An obesity researcher who was not involved in the study said the new research adds to evidence that the immune system is a player in weight control.
“It’s really quite intriguing,” said Dr. Charles Billington, an endocrinologist at the University of Minnesota in Minneapolis.
The general idea that immune function and metabolism are connected is not new, according to Billington, who is also a spokesman for the Obesity Society. He noted that when people are injured or have an allergic reaction, the body often goes into “hypermetabolism,” or revved-up calorie burning.
But, Billington said, this study and some other recent work show how the immune system influences metabolism, and possibly longer-term weight control.
He also stressed, however, that there are plenty of unknowns.
“There is some kind of overlap between the immune system and metabolism,” he said, “but we don’t really understand it yet.”
ILC2s are one group of immune cells believed to help fight infections and play a role in allergies. Artis and colleagues wanted to know if these cells might have other jobs, too.
The researchers started with samples of belly fat taken from both obese and normal-weight adults. It turned out that fat from obese people had fewer ILC2s—just like obese lab mice.
Then the researchers tested the effects of injecting lab mice with interleukin-33—an immune system protein that acts like a “chemical messenger” among cells.
The study authors found that the treatment boosted ILC2s in the animals’ white fat, which in turn increased calorie burning.
White fat, Billington explained, is the kind that stores extra calories and shows up as a beer belly or love handles. But there is another fat, called brown fat, which actually takes up little space in the body and burns calories to generate heat.
Scientists have long been interested in finding a way to turn up the dial on brown fat, according to Artis. But in addition to the white and brown varieties, he said, there’s a third type of body fat—so-called beige fat.
Like brown fat, it burns calories and creates heat. What’s more, Artis said, it may play an important role in preventing obesity.
In his team’s experiments, ILC2 cells seemed to boost calorie burning by enhancing the animals’ stores of beige fat.
And what does that mean for humans?
“Obviously, we’re in the infancy of this research, and there’s a lot more work to do,” Artis stressed.

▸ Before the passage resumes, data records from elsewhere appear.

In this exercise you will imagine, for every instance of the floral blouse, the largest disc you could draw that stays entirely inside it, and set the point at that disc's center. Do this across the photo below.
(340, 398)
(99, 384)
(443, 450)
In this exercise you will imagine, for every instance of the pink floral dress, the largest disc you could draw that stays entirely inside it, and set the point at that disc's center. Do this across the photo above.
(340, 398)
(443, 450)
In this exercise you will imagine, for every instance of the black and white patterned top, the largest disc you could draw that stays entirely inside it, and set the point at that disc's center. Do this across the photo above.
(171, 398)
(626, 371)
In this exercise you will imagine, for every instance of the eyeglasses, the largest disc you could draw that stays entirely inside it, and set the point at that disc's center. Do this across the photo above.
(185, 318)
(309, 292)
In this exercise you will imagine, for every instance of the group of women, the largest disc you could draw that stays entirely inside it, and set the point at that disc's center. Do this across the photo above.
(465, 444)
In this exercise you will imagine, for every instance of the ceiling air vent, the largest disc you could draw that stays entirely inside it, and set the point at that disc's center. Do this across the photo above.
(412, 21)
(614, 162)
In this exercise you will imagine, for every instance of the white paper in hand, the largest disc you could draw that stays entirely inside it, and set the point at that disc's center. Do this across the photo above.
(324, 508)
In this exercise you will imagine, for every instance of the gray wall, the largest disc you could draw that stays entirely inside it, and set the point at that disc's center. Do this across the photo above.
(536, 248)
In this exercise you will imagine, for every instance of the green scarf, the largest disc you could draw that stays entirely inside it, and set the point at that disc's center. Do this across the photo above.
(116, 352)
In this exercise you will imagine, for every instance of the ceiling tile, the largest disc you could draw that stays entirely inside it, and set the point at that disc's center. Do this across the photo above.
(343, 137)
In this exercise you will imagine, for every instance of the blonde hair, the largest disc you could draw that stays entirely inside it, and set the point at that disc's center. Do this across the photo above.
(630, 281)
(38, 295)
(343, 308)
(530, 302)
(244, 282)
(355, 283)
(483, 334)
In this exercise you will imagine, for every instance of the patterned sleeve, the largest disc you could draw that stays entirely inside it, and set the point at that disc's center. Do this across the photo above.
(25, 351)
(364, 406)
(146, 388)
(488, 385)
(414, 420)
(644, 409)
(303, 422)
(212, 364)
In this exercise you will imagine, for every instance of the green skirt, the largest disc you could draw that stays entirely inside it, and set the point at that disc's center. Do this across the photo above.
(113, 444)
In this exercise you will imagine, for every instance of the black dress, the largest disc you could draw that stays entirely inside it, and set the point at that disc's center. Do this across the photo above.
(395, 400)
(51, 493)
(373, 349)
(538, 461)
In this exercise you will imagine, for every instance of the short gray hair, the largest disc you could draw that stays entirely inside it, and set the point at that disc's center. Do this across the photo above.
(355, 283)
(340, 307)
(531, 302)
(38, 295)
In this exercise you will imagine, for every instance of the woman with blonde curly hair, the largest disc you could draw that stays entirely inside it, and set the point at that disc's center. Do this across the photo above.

But the goal, he said, is to develop new approaches to treating obesity, by better understanding the communication between the immune system and body fat.
That will be a long road, according to Billington. He pointed to one big question: Sinceimmune system cells have multiple jobs, how do you get them to only boost beige fat, without doing things you don’t want—like spur allergic reactions?
And in the bigger picture, obesity research has made one thing clear: Metabolism andweight control are complex. “There’s unlikely to be any ‘magic bullet’ against obesity,” Billington said.